Petsmart sells 20g. tall tanks for $59 with a flourescent lid.
They also sell a 55 gallon KIT, with flourescent hood, topfin HOB filter, 200watt heater, net/food/odds and ends for $159.

That being said, three of my tanks are used.
I bought a 15g with a NEW neptune heater, NEW tetra air pump, 3 NEW containers of food, an undergravel filter, and used gravel (threw the last two away). I got it at a thrift store for $12.99

A few weeks ago (at the same thrift shop) I bought a 25 gallon and a 40 gallon (LONG) for $37...but the 25 gallon needed re-sealed (which cost another $5)

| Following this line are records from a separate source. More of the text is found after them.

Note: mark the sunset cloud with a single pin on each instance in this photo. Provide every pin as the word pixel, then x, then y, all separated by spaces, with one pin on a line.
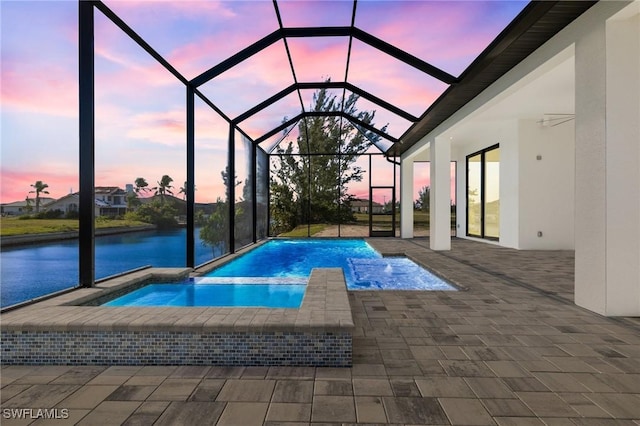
pixel 140 107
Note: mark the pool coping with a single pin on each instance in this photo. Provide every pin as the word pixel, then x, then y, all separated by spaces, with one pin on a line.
pixel 325 308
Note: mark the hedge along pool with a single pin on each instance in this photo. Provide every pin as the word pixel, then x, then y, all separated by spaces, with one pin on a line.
pixel 364 268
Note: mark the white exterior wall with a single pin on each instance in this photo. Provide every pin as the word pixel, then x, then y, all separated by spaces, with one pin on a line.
pixel 607 165
pixel 546 185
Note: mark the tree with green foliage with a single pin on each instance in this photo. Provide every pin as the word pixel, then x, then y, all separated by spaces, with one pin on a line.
pixel 39 188
pixel 164 187
pixel 215 228
pixel 306 188
pixel 28 208
pixel 158 213
pixel 422 203
pixel 141 185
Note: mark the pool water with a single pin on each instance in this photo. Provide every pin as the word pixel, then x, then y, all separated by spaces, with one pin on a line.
pixel 364 268
pixel 275 274
pixel 194 293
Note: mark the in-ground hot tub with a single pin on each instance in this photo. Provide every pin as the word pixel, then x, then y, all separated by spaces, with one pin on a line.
pixel 65 330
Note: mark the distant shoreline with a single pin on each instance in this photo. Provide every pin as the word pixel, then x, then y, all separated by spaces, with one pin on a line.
pixel 26 239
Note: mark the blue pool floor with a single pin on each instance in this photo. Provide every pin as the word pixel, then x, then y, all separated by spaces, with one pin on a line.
pixel 364 268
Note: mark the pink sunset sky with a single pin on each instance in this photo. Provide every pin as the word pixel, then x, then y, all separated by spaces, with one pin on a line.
pixel 140 107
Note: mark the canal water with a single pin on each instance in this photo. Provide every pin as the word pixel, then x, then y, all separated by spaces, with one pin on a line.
pixel 34 270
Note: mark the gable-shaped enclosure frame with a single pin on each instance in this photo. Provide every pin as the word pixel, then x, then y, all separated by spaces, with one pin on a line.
pixel 537 22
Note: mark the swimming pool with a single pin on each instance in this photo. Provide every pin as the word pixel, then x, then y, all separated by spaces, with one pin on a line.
pixel 216 294
pixel 364 268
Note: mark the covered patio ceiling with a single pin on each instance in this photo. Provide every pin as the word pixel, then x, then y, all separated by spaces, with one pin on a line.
pixel 259 63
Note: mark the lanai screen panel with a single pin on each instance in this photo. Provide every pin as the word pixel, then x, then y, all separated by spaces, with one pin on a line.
pixel 392 80
pixel 446 34
pixel 39 116
pixel 211 191
pixel 272 116
pixel 140 123
pixel 251 81
pixel 195 35
pixel 243 182
pixel 319 58
pixel 315 13
pixel 262 193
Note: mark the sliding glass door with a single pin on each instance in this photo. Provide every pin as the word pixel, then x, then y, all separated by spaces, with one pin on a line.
pixel 483 193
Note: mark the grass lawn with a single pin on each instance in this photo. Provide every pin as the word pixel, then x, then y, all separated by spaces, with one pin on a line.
pixel 13 226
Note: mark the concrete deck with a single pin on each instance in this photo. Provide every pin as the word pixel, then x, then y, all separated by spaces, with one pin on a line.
pixel 511 350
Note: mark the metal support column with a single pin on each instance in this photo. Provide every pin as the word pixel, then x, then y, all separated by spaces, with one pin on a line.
pixel 190 176
pixel 231 190
pixel 254 190
pixel 87 144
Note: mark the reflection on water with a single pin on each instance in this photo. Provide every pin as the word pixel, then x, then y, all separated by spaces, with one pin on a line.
pixel 34 270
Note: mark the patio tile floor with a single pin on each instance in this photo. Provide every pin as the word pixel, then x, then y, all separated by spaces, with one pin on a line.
pixel 512 349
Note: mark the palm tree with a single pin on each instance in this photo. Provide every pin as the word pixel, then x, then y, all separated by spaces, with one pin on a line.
pixel 183 190
pixel 140 185
pixel 163 186
pixel 27 206
pixel 39 188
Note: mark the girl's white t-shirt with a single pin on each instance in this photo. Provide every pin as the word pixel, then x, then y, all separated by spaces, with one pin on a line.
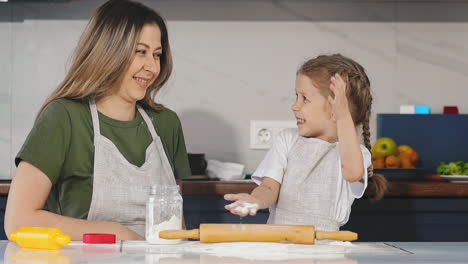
pixel 275 162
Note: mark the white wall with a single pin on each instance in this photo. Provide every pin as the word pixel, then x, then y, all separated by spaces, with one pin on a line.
pixel 230 72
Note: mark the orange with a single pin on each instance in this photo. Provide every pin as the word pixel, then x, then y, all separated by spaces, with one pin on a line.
pixel 392 161
pixel 406 162
pixel 378 163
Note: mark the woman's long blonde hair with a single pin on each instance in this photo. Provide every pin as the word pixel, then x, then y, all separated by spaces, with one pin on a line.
pixel 358 92
pixel 105 50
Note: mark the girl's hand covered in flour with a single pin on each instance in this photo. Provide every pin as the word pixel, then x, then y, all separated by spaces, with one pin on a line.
pixel 244 204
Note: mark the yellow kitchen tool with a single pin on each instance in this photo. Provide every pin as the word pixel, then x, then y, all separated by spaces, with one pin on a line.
pixel 299 234
pixel 40 238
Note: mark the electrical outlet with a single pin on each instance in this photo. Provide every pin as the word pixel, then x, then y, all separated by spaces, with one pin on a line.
pixel 262 133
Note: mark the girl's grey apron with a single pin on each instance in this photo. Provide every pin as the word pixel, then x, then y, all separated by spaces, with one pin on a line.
pixel 121 189
pixel 308 191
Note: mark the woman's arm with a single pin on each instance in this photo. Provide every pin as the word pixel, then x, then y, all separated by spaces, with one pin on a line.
pixel 26 199
pixel 264 195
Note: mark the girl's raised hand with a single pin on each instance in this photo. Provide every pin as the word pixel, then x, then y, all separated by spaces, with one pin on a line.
pixel 340 102
pixel 244 204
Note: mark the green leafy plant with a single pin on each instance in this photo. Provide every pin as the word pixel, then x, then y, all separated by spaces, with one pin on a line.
pixel 453 168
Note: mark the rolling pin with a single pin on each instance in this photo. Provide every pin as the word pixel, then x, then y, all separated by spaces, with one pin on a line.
pixel 299 234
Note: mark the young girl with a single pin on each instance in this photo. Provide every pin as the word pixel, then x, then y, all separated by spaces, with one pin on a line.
pixel 100 140
pixel 312 174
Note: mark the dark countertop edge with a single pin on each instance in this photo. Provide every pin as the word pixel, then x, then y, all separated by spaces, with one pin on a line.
pixel 396 189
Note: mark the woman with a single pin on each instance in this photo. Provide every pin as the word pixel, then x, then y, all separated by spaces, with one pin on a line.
pixel 100 140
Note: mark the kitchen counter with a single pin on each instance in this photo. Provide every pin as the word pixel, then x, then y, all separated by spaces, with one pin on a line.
pixel 397 189
pixel 218 253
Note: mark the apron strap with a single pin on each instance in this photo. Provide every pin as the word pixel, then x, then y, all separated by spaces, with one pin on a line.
pixel 95 117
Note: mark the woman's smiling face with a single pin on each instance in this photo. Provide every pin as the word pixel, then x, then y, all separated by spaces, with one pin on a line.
pixel 145 65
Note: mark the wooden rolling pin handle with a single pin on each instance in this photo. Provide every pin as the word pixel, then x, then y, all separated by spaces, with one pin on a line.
pixel 339 235
pixel 180 234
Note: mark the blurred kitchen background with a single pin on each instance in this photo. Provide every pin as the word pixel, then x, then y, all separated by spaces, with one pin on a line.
pixel 235 61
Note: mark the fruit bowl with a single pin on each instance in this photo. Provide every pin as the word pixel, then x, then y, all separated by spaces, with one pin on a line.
pixel 416 174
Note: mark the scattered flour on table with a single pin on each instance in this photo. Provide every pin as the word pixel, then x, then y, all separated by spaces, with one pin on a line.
pixel 270 251
pixel 174 223
pixel 245 207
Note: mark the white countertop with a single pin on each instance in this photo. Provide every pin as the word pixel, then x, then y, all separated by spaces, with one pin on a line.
pixel 194 252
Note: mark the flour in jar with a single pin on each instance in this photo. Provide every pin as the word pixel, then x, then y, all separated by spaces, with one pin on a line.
pixel 174 223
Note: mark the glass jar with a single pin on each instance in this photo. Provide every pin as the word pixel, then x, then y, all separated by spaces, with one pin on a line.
pixel 163 212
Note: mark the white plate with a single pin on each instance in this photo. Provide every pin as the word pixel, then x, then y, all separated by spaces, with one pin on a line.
pixel 456 178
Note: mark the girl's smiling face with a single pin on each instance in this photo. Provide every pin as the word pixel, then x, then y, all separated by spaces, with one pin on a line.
pixel 145 65
pixel 313 111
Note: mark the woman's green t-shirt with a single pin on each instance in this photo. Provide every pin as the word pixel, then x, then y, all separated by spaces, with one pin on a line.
pixel 61 145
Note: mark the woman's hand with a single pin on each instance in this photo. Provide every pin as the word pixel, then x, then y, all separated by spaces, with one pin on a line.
pixel 244 204
pixel 340 102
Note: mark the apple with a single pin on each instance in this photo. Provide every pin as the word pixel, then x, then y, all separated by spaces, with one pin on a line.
pixel 410 153
pixel 384 147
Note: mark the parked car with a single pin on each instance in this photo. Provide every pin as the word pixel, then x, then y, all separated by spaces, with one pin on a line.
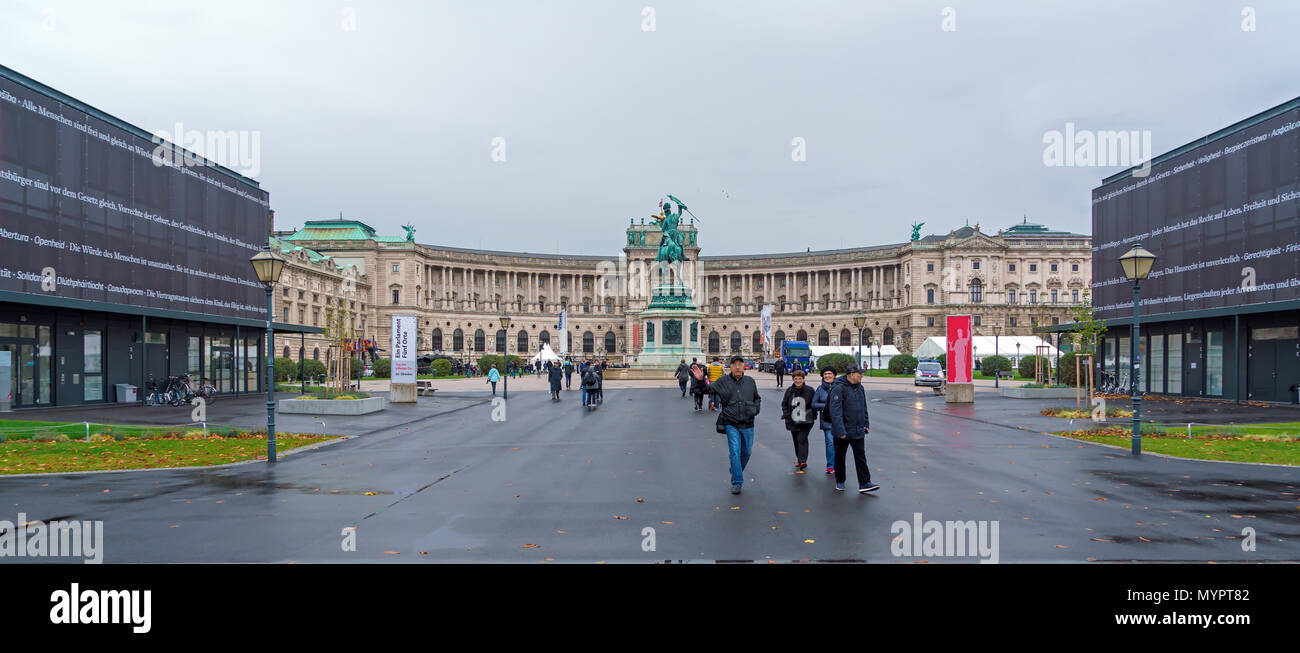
pixel 928 372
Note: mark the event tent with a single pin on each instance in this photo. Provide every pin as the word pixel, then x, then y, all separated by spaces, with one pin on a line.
pixel 983 346
pixel 872 355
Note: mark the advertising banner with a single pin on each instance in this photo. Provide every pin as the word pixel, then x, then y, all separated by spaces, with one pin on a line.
pixel 960 349
pixel 563 328
pixel 766 328
pixel 403 367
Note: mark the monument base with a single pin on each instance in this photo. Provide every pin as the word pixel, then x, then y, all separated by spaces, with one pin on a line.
pixel 960 393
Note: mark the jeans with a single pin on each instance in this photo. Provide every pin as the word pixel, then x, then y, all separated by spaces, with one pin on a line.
pixel 801 441
pixel 740 444
pixel 859 459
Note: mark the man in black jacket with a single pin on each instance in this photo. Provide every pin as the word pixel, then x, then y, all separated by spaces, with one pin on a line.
pixel 849 426
pixel 798 414
pixel 740 405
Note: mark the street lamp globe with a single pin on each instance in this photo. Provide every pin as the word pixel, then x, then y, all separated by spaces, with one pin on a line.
pixel 268 266
pixel 1136 263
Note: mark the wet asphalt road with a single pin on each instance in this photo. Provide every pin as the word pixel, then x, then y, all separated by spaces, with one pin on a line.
pixel 557 483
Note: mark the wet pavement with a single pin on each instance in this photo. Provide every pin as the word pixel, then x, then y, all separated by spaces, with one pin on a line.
pixel 557 483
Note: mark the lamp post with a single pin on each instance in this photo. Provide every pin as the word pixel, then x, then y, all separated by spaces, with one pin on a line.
pixel 505 358
pixel 859 321
pixel 1136 264
pixel 997 371
pixel 268 266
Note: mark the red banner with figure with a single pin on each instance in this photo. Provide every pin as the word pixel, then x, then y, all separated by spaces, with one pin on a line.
pixel 960 349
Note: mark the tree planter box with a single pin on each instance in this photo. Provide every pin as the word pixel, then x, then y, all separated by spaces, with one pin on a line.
pixel 332 406
pixel 1040 393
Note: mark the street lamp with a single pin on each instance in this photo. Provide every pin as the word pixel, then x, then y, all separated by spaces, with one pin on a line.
pixel 268 266
pixel 1136 264
pixel 859 321
pixel 997 371
pixel 505 358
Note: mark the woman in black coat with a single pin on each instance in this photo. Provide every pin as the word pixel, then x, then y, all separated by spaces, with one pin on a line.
pixel 800 416
pixel 555 375
pixel 698 386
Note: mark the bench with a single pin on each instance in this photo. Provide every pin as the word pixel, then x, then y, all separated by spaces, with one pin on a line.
pixel 424 386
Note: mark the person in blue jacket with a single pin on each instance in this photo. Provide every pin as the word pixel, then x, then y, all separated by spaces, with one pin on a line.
pixel 820 401
pixel 849 424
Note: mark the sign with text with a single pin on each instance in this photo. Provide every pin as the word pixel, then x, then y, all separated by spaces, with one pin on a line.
pixel 403 367
pixel 91 211
pixel 1221 219
pixel 960 349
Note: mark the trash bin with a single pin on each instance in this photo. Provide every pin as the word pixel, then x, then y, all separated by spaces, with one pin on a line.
pixel 125 393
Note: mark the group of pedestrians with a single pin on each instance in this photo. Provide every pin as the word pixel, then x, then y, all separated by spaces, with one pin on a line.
pixel 837 406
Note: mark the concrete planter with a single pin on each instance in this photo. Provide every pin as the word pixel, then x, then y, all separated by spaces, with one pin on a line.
pixel 1039 393
pixel 332 406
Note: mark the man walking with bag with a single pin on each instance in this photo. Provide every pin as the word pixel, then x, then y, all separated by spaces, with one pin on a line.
pixel 849 426
pixel 740 405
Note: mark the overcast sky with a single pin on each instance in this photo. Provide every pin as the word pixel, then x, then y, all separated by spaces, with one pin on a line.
pixel 388 112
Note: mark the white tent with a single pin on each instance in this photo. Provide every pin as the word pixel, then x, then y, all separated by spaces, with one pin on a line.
pixel 872 355
pixel 983 346
pixel 546 354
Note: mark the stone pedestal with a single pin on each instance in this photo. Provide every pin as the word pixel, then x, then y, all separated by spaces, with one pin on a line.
pixel 402 393
pixel 672 329
pixel 960 393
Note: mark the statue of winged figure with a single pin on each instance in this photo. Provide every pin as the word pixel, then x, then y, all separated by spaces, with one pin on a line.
pixel 671 249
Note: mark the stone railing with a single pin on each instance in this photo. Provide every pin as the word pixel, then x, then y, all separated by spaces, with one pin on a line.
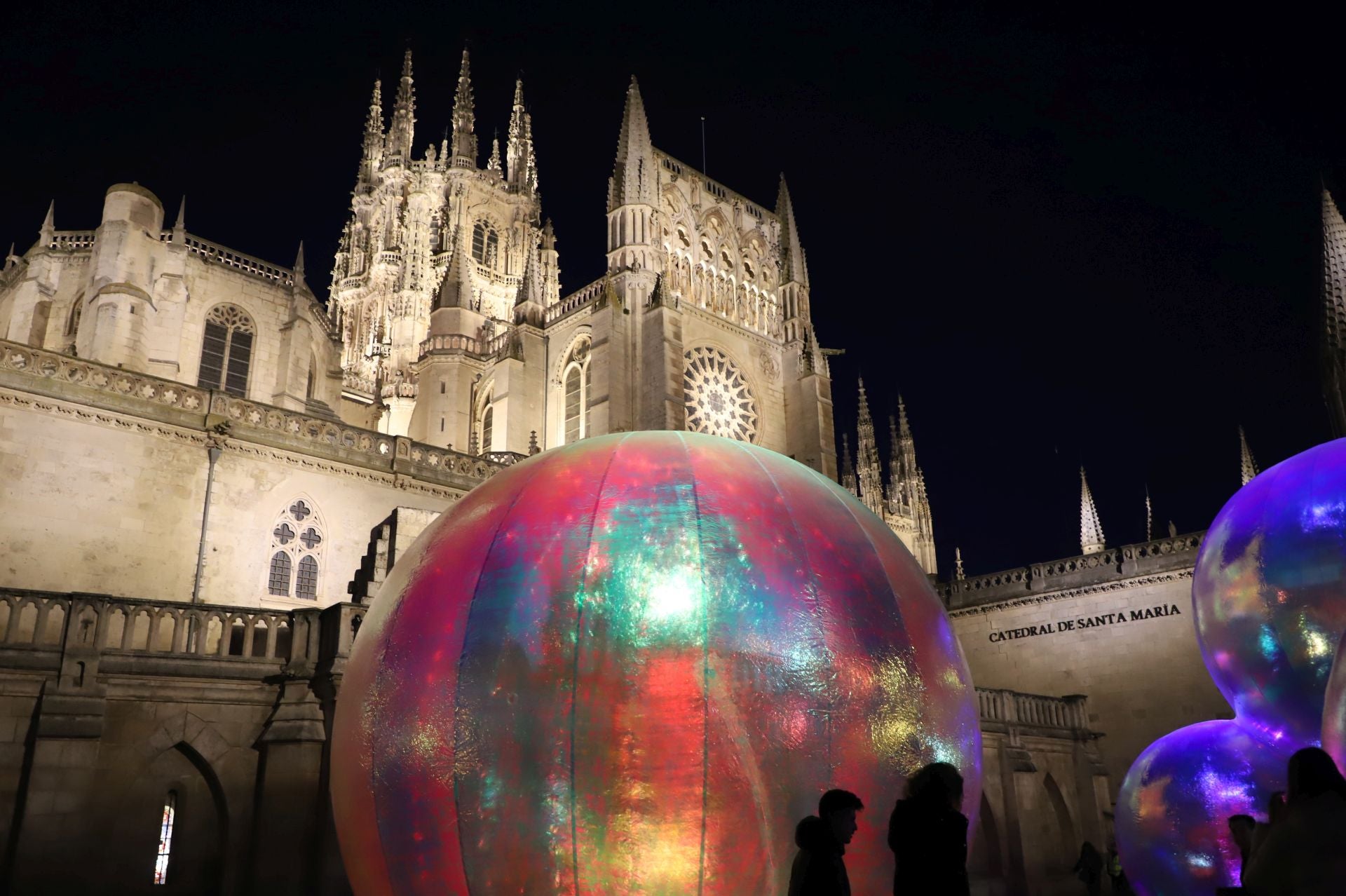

Last weekend at a garage sale, I bought a NEW 24" deluxe flourescent light hood for $5. The lady had TWO 20 gallon tanks, and accessories, for $10 takes all...

So yes, get a used tank. Just make sure it doesn't leak!


----------



## Fishboy93 (Jun 11, 2005)

Come on... this is 2 years old... didnt anyone read the thread about digging up old posts?


----------



## Damon (Jan 18, 2005)

Fishboy93 said:


> Come on... this is 2 years old... didnt anyone read the thread about digging up old posts?


Nope. But I'll end it.


----------